4

Project Hygiene, Part 2: Combatting Goodhart’s Law and Other “Project Smells”

 8 months ago
source link: https://dzone.com/articles/project-hygiene-part-2-combatting-goodharts-law-an
Go to the source link to view the article. You can view the picture content, updated content and better typesetting reading experience. If the link is broken, please click the button below to view the snapshot at that time.
neoserver,ios ssh client

This is a continuation of the Project Hygiene series about best software project practices that started with this article.

Background

“It works until it doesn’t” is a phrase that sounds like a truism at first glance but can hold a lot of insight in software development. Take, for instance, the very software that gets produced. There is no shortage of jokes and memes about how the “prettiness” of what the end-user sees when running a software application is a mere façade that hides a nightmare of kludges, “temporary” fixes that have become permanent, and other less-than-ideal practices. These get bundled up into a program that works just as far as the developers have planned out; a use case that falls outside of what the application has been designed for could cause the entire rickety code base to fall apart. When a catastrophe of this kind does occur, a post-mortem is usually conducted to find out just how things went so wrong. Maybe it was some black-swan moment that simply never could’ve been predicted (and would be unlikely to occur again in the future), but it’s just as possible that there was some issue within the project that never got treated until it was too late.

Code Smells...

Sections of code that may indicate that there are deeper issues within the code base are called “code smells” because, like the milk carton in the fridge that’s starting to give off a bad odor, they should provoke a “there’s something off about this” reaction in a veteran developer. Sometimes, these are relatively benign items, like this Java code snippet:

var aValue = foo.isFizz() ? foo.isFazz() ? true : false : false;

This single line contains two different code smells:

  1. Multiple ternary operators are being used within the same statement: This makes the code hard to reason and needlessly increases the cognitive load of the code base.
  2. Returning hard-coded boolean values in the ternary statement, itself already being a boolean construction: This is unnecessary redundancy and suggests that there’s a fundamental misunderstanding of what the ternary statement is to be used for. In other words, the developers do not understand the tools that they are using.

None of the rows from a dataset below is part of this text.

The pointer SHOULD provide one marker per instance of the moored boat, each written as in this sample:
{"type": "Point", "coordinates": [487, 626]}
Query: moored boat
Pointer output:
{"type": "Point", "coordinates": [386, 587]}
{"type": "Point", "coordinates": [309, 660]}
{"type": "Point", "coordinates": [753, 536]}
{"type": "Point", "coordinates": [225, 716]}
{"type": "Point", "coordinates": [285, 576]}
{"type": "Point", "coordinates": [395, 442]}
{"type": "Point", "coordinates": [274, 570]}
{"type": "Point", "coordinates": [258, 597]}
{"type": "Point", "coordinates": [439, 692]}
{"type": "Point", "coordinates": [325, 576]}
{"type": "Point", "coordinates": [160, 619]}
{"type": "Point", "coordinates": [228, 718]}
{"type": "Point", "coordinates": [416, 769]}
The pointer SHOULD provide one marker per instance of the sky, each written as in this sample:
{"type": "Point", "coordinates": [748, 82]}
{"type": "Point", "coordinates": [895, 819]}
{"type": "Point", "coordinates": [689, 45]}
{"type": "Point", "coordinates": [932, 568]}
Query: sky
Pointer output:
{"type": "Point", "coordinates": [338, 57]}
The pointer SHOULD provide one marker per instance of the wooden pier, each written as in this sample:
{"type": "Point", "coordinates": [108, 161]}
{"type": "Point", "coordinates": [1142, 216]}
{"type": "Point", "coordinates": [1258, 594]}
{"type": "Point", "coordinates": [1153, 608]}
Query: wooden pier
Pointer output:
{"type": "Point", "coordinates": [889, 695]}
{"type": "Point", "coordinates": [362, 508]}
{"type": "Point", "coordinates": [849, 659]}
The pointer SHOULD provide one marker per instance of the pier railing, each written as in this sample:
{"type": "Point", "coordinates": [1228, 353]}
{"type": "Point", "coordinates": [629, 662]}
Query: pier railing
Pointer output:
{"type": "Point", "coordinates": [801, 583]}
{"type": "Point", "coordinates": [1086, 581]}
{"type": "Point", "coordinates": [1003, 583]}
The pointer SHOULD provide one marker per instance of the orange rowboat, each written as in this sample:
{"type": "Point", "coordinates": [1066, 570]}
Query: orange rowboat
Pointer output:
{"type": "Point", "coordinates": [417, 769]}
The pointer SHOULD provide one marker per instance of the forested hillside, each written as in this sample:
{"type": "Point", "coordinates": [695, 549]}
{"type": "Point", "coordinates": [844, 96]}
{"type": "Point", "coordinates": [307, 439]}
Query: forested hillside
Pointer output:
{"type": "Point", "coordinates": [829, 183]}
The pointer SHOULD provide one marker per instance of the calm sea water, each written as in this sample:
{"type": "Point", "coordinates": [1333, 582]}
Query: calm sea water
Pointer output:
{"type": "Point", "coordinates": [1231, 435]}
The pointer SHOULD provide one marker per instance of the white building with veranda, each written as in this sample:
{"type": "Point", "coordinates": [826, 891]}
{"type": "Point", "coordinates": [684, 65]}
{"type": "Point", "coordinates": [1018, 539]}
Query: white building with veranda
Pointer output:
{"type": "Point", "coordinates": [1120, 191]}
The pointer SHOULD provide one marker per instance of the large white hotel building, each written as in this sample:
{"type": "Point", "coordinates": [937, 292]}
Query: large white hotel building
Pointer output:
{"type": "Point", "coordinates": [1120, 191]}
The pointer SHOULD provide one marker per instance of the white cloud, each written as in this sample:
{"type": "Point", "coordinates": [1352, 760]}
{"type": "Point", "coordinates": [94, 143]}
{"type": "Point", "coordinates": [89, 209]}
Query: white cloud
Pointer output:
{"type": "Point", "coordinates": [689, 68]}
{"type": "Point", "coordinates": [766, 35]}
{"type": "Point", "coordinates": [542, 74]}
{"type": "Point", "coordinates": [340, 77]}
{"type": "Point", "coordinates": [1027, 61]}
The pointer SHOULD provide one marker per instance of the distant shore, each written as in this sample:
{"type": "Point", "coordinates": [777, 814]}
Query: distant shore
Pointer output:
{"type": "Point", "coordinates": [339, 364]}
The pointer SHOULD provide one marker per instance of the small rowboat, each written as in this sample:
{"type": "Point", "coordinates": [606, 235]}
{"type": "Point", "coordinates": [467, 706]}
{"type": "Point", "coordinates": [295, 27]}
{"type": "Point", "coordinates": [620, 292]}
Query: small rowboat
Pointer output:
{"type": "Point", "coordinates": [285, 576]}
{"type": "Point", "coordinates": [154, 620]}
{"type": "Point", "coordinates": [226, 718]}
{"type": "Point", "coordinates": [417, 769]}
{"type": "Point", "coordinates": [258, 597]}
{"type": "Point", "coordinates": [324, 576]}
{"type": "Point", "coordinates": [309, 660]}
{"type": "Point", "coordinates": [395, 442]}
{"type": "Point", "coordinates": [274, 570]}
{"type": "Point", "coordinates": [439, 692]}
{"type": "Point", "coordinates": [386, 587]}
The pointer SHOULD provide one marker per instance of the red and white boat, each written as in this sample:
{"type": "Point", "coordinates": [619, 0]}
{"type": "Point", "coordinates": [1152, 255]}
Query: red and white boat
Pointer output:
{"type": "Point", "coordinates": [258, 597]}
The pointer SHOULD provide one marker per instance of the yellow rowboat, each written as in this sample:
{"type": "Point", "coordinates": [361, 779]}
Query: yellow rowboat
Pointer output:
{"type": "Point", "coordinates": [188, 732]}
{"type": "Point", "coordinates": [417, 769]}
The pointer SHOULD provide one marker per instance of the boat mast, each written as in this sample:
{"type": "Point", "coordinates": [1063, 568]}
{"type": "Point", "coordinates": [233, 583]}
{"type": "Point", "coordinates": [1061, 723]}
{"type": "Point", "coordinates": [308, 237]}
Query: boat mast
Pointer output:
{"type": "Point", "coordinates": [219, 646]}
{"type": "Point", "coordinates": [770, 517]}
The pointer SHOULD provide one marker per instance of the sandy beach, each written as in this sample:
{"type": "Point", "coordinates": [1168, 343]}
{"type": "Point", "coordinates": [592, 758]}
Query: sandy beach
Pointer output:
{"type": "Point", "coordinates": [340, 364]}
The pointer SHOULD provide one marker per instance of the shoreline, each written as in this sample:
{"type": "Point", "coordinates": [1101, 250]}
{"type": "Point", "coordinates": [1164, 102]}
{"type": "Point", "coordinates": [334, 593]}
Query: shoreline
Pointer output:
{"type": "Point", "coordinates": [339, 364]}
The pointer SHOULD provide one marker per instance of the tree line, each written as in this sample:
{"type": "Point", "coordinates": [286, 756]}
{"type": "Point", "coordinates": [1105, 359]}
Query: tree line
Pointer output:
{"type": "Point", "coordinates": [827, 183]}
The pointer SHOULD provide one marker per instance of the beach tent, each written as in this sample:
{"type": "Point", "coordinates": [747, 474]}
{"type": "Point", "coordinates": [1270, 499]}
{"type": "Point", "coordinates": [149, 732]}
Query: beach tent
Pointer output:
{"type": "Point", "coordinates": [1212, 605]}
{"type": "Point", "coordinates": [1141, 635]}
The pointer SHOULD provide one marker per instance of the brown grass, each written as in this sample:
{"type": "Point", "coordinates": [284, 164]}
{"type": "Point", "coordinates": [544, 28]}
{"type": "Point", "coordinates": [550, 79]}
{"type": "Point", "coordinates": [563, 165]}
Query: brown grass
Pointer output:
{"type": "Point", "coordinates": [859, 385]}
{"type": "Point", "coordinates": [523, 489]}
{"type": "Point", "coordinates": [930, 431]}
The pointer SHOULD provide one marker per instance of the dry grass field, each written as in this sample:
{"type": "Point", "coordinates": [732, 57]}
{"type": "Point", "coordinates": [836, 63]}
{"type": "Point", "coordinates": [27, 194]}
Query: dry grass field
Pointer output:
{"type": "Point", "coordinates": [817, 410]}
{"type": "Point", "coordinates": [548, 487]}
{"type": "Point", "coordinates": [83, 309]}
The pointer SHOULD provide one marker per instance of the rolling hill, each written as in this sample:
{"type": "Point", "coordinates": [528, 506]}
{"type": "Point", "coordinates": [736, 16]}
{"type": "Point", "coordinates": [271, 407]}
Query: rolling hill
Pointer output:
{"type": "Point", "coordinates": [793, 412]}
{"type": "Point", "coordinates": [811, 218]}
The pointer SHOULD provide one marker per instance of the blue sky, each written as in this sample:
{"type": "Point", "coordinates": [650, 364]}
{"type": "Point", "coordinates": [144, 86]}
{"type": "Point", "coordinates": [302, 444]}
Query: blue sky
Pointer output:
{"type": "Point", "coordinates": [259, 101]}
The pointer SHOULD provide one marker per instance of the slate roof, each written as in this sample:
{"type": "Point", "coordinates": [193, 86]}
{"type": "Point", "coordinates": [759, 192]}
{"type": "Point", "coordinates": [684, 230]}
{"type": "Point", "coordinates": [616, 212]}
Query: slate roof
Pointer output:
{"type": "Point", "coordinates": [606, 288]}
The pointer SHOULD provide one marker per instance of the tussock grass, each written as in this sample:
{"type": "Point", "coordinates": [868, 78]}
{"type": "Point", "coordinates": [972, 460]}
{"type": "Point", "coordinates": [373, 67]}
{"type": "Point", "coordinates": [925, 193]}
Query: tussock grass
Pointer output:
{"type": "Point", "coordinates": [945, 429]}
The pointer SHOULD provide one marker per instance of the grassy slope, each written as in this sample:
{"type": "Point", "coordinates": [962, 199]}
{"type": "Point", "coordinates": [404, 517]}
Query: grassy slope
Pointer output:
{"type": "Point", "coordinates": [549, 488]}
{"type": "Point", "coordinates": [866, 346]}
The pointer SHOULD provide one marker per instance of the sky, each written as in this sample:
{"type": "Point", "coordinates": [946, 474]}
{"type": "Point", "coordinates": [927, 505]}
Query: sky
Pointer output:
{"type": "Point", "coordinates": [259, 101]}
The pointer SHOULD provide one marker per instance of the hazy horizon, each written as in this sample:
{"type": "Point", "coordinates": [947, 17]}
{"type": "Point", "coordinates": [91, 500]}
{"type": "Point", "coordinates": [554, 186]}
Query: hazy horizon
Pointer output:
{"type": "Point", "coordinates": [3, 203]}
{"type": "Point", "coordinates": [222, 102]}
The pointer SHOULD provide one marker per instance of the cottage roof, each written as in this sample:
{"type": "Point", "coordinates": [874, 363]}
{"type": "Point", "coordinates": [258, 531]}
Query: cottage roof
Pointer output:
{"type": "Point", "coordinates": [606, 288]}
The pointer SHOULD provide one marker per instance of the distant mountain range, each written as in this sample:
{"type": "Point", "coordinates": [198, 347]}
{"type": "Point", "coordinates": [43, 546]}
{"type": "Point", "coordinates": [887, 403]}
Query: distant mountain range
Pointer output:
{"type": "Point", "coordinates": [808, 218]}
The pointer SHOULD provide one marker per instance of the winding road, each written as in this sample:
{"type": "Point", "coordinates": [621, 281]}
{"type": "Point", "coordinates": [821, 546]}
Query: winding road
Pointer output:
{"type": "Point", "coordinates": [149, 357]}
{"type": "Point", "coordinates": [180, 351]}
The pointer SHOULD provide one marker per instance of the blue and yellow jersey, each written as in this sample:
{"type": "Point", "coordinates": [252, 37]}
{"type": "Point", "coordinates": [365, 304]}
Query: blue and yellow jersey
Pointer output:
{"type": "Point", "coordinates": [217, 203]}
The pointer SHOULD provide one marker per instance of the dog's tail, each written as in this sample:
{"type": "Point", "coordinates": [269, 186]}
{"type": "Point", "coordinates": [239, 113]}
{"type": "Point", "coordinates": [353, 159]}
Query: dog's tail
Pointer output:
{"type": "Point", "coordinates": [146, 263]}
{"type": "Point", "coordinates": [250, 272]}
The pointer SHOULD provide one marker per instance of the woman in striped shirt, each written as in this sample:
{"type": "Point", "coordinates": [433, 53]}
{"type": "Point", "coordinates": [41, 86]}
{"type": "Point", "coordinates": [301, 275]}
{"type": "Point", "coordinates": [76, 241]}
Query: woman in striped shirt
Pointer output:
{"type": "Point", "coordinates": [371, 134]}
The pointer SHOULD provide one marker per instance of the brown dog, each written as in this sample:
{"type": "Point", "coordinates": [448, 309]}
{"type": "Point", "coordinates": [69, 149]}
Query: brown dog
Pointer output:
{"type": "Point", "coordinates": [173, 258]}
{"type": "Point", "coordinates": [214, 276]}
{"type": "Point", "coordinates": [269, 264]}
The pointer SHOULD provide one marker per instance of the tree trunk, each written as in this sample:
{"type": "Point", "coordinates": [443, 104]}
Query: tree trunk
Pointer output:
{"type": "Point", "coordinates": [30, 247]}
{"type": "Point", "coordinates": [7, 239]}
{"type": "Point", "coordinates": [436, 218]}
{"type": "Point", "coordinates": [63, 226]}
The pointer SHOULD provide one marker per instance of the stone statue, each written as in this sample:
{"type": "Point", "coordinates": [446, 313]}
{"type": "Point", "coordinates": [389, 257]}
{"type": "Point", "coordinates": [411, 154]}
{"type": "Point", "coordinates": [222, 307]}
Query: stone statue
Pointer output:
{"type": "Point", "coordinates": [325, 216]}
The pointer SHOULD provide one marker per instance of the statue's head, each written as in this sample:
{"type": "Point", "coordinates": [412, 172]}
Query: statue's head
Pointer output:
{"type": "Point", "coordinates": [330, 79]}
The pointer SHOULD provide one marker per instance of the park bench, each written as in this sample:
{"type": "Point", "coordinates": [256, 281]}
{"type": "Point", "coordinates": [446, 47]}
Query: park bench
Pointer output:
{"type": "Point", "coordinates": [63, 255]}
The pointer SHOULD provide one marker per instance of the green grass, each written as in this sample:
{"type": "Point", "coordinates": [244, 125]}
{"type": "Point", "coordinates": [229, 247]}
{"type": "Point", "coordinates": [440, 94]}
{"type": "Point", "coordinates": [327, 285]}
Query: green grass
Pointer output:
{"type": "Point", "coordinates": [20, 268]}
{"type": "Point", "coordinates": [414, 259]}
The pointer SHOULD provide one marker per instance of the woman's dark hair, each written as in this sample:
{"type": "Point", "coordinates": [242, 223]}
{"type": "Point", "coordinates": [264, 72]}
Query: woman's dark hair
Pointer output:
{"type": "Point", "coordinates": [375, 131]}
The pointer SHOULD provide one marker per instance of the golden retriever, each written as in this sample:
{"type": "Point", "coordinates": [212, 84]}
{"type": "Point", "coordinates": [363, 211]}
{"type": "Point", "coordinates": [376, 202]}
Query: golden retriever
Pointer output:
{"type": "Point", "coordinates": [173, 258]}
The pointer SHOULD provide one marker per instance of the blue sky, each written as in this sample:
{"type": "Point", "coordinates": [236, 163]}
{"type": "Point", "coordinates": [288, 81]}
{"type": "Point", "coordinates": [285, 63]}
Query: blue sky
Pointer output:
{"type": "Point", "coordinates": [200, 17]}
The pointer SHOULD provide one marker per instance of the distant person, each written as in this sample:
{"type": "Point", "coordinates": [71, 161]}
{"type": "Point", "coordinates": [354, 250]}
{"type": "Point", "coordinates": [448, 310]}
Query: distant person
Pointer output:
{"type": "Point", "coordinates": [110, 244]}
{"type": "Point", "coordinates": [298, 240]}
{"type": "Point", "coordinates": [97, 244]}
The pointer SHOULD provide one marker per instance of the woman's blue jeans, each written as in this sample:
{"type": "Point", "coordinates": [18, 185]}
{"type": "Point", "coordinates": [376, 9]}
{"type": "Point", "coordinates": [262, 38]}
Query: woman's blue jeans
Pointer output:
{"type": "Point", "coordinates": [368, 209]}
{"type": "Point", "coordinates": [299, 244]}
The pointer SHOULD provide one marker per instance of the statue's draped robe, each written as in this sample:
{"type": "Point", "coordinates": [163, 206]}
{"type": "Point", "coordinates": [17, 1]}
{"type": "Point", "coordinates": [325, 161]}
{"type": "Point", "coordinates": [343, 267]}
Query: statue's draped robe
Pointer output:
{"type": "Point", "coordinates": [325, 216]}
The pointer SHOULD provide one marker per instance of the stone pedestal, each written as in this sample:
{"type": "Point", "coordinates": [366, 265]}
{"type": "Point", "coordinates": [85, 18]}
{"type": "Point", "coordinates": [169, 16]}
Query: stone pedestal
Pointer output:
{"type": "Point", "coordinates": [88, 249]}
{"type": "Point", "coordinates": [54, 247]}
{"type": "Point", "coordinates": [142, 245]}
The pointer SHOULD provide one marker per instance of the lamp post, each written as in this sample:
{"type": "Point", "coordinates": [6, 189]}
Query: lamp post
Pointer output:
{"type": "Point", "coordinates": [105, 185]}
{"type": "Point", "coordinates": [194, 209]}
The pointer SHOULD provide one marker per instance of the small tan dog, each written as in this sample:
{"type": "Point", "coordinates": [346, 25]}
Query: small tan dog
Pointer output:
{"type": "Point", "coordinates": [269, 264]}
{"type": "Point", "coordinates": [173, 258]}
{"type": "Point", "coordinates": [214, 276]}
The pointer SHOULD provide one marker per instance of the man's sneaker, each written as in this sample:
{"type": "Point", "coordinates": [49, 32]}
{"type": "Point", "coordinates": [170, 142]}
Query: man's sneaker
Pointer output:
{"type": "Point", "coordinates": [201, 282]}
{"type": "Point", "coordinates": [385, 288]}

Both of these points can be addressed by eliminating the use of ternary statements altogether:

var aValue = foo.isFizz() && foo.isFazz();

Some code smells, however, might indicate an issue that would require a more thorough evaluation and rewrite. For example, take this constructor for a Kotlin class:

Kotlin
class FooService(
   private val fieldOne: SomeServiceOne,
   private val fieldTwo: SomeServiceTwo,
   private val fieldThree: SomeServiceThree,
   private val fieldFour: SomeServiceFour,
   private val fieldFive: SomeServiceFive,
   private val fieldSix: SomeServiceSix,
   private val fieldSeven: SomeServiceSeven,
   private val fieldEight: SomeServiceEight,
   private val fieldNine: SomeServiceNine,
   private val fieldTen: SomeServiceTen,
) {

Possessing a constructor that takes in ten arguments for ten different class members is an indicator that the FooService class might be conducting too much work within the application; i.e., the so-called “God Object” anti-pattern. Unfortunately, there’s no quick fix this time around. The code architecture would need to be re-evaluated to determine whether some of the functionality within FooService could be transferred to another class within the system, or whether FooService needs to be split up into multiple classes that conduct different parts of the workflow on their own.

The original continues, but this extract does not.